- Directed by: George King
- Written by: William Garrett (novel); Harry Fowler Mear;
- Produced by: Harry Cohen
- Starring: Gordon Harker; Pat Paterson; Richard Bird;
- Cinematography: Geoffrey Faithfull
- Production companies: George King Productions; Fox Film Corporation;
- Distributed by: Fox Film Company
- Release date: 1931;
- Running time: 42 minutes
- Country: United Kingdom
- Language: English

= The Professional Guest =

1931 film

The Professional Guest is a 1931 British comedy film directed by George King and starring Gordon Harker, Pat Paterson and Richard Bird. It was written by Harry Fowler Mear based on the 1928 novel of the same title by William Garrett, and was made at Walton Studios as a quota quickie for release by Fox Film.

== Preservation status ==
The British Film Institute National Archive holds a collection of stills but no film or video materials.

==Plot==
John Singleton Howard, a cultured and refined young gentleman, sets himself up as a social advisor. He is engaged by Sir Alfred and Lady Phibsby, a wealthy, self-made couple, to organise a high-profile dinner party. Disaster strikes when the guest of honour, a famous explorer, fails to arrive. To save the evening, John persuades his cockney manservant Joe to step into the breach. Joe masquerades as Mostyn Manning, an even more celebrated explorer, and through his antics accidentally thwarts a crook who was planning to rob the Phibsby home.

==Cast==
- Gordon Harker as Joe
- Pat Paterson as Marjorie Phibsby
- Richard Bird as John Singleton Howard, The Guest
- Garry Marsh as Seton Fanshawe
- Barbara Gott as Lady Phibsby
- Hay Plumb as Sir Alfred Phibsby
- Syd Crossley as Crump

== Reception ==
Film Weekly wrote: "The film is an unassuming but fairly entertaining comedy, which is mainly an excuse for Gordon Harker to give one of his typical Cockney characterisations. It: also shows us that Pat Paterson is a young lady with possibilities and some personality."
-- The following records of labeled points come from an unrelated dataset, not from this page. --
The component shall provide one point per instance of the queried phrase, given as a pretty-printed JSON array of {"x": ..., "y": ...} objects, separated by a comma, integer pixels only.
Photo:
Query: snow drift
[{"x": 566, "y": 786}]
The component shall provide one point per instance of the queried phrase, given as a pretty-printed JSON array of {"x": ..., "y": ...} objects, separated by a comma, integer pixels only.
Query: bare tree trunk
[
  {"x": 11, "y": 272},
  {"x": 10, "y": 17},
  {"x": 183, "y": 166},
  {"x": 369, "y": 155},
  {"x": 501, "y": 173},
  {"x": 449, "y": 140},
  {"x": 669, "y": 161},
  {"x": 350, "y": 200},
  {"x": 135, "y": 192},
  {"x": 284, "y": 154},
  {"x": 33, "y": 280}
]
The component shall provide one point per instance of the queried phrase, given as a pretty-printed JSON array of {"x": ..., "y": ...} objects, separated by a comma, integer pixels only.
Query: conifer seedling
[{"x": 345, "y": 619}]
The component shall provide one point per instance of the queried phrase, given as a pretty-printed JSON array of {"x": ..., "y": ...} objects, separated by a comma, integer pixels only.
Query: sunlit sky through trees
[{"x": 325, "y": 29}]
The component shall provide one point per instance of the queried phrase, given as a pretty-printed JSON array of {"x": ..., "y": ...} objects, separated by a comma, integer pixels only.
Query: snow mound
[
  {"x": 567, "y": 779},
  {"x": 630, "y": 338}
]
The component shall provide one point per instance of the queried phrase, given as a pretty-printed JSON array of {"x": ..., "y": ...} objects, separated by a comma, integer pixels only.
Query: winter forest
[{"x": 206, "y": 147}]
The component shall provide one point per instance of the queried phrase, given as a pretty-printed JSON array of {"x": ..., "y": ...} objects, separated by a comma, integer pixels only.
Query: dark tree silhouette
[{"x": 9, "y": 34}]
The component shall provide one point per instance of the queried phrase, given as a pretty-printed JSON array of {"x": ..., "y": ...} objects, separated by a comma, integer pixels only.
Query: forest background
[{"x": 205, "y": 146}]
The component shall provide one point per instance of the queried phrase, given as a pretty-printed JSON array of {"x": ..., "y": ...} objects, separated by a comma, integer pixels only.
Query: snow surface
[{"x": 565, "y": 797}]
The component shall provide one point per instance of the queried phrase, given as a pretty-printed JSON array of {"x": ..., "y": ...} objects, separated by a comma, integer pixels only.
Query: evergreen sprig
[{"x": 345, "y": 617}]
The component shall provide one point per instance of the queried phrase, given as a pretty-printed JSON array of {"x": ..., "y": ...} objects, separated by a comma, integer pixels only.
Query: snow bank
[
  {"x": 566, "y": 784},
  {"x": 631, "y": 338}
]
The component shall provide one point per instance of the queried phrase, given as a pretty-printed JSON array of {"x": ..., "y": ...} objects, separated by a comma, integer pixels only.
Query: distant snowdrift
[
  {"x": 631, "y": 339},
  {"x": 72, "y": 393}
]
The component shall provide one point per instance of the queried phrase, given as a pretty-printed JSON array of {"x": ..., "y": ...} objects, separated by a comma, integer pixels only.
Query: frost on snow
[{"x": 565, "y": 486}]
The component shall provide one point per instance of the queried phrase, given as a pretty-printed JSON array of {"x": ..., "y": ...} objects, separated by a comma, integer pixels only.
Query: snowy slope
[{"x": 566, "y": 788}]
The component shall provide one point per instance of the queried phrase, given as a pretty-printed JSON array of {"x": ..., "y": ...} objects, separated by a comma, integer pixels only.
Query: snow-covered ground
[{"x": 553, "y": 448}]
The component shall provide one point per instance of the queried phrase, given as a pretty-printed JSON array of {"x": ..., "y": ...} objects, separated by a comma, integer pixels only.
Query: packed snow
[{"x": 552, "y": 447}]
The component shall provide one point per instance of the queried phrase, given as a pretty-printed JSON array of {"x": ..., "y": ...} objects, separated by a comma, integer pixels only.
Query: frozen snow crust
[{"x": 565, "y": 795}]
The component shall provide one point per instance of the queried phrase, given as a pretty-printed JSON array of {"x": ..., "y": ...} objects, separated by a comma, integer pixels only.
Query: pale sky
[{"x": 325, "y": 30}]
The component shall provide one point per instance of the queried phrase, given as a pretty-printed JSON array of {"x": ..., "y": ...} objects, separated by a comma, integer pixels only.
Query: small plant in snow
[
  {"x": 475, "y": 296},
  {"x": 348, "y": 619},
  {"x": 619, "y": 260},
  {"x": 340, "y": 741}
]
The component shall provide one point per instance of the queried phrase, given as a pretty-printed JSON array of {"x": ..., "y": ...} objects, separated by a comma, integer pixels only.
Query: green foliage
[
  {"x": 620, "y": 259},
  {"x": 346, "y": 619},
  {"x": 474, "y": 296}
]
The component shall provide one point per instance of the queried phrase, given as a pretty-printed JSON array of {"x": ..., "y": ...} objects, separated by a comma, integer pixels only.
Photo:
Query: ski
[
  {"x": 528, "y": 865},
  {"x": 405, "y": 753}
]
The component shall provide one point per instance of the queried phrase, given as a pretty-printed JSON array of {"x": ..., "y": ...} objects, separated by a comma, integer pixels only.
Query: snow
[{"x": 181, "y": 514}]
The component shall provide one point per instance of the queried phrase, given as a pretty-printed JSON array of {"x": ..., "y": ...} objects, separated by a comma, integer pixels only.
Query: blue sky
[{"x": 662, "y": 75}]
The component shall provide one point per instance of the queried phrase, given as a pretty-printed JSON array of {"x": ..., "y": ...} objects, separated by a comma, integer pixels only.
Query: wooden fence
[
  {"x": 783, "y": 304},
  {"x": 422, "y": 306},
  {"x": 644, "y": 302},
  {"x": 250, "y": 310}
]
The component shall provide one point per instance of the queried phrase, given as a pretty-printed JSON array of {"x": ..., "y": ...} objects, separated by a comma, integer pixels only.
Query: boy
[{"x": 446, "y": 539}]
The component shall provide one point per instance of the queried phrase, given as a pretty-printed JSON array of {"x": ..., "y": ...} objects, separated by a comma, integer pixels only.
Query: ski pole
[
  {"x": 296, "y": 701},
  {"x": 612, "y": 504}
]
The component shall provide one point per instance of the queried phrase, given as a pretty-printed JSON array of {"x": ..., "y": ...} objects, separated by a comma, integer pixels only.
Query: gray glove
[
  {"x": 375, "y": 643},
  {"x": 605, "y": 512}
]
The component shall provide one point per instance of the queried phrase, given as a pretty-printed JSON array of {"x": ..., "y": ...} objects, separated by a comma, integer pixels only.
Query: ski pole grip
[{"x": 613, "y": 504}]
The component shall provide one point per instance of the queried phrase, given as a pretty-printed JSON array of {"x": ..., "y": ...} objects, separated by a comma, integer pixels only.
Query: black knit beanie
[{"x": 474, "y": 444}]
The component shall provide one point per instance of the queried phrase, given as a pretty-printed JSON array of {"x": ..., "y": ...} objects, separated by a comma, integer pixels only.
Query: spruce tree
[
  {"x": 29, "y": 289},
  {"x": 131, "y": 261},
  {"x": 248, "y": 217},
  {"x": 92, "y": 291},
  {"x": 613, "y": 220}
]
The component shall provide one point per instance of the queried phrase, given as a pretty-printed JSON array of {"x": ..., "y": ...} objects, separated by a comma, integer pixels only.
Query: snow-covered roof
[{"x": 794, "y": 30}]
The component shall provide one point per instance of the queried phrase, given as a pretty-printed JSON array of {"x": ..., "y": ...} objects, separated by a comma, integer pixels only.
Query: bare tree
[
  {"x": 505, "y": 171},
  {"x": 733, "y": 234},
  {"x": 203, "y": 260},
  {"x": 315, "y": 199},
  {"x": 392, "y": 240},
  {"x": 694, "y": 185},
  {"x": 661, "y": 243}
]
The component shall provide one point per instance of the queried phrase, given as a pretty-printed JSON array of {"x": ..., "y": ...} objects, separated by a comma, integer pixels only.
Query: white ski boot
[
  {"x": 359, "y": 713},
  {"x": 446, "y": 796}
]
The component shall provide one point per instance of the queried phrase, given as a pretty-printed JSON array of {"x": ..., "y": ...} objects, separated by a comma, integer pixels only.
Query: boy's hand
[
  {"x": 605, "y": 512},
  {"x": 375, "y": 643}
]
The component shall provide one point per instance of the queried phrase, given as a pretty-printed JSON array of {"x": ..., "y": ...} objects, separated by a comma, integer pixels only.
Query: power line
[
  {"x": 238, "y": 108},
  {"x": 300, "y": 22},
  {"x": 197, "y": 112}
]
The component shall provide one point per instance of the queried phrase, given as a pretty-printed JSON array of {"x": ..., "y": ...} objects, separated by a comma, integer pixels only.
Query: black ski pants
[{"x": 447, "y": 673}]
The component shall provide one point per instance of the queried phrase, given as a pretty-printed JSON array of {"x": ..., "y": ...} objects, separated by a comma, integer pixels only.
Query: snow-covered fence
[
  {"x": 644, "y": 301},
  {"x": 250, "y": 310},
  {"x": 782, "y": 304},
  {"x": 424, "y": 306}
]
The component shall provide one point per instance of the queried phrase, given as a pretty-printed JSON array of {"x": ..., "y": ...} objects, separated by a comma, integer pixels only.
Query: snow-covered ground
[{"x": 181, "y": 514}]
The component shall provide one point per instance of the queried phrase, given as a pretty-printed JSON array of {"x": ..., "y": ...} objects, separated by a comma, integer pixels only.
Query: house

The Daily Film Renter wrote: "Gordon Harker ... is the only really bright spot. ... There are obvious traces of hurried production, and if more time and grey matter had been applied to the story in the first place, the film would have got more laughs than are likely to be secured by some of the gags, which were old before films were invented. .... Crude stuff, crudely handled."

Kine Weekly wrote: "Ingenuous light comedy which relies on a characteristic Cockney portrayal by Gordon Harker for its entertainment. The story is thin and vague, and the supporting cast is seldom given an opportunity to show its talents. The quality, however, is good. ... Although the quality of the entertainment never reaches a high standard, the picture is, by reason of its length, suitable as a supporting quota offering for the average hall."